One of the major employment reforms heralded in the Enterprise and Regulatory Reform Act 2013 is a provision allowing employers and employees to enter into confidential discussions about the termination of employment, prior to any dispute having arisen, without the fear that those discussions will be admissible in any later employment tribunal claim. The recently published Acas Code of Practice on settlement agreements is designed to help understand the law when the provision comes into force later this summer (no specific date has been announced).
The Code is short and only applies to these confidential settlement agreements, so does not cover settlements generally. The new law offers limited protection from admissibility in tribunal proceedings. Where there is “improper behaviour” in relation to the settlement agreement discussions, evidence on negotiations will be admissible unless the tribunal considers it just to exclude it.
There is one significant change to the way many employers currently handle termination negotiations. The Code suggests that employers should allow employees to be accompanied at the negotiation meeting by a work colleague, trade union official or trade union representative. Although the Code expressly recognises that this is not a legal requirement it states that “allowing the individual to be accompanied is good practice and may help to progress settlement discussions”. For many employers opening up delicate negotiations in front of a third party will be a significant change. Another interesting change is that the Code sets down a general rule that a minimum of ten calendar days should be allowed to consider the proposed formal written terms of a settlement agreement and to receive independent legal advice.
An original suggestion was that the Code should also include standard template letters but these and other issues (such as guidance on the interaction between settlement agreements and other workplace procedures) are now to be left to non statutory guidance which will be published later.
The Code is a statutory code. This means that failure to follow the Code does not in itself make a person or organisation liable to proceedings - but employment tribunals will take the Code into account when considering relevant cases.
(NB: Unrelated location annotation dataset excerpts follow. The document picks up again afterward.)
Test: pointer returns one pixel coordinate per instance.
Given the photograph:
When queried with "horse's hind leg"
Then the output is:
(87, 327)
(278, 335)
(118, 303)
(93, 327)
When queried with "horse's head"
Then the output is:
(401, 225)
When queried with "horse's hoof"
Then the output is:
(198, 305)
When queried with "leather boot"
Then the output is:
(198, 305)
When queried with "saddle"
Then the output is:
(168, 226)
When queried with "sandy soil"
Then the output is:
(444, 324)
Although the introduction of this “confidential” provision has been headline grabbing, its scope is quite narrow. It only applies to unfair dismissal claims so negotiations relating for example to discrimination or breach of contract are not covered. Claims that relate to automatically unfair reasons for dismissal (such as whistle blowing or union membership) are also not covered. These provisions, however, run alongside the existing without prejudice principle. Discussions need to be carefully planned and handled if they are to attract the without prejudice privilege and advice should be sought.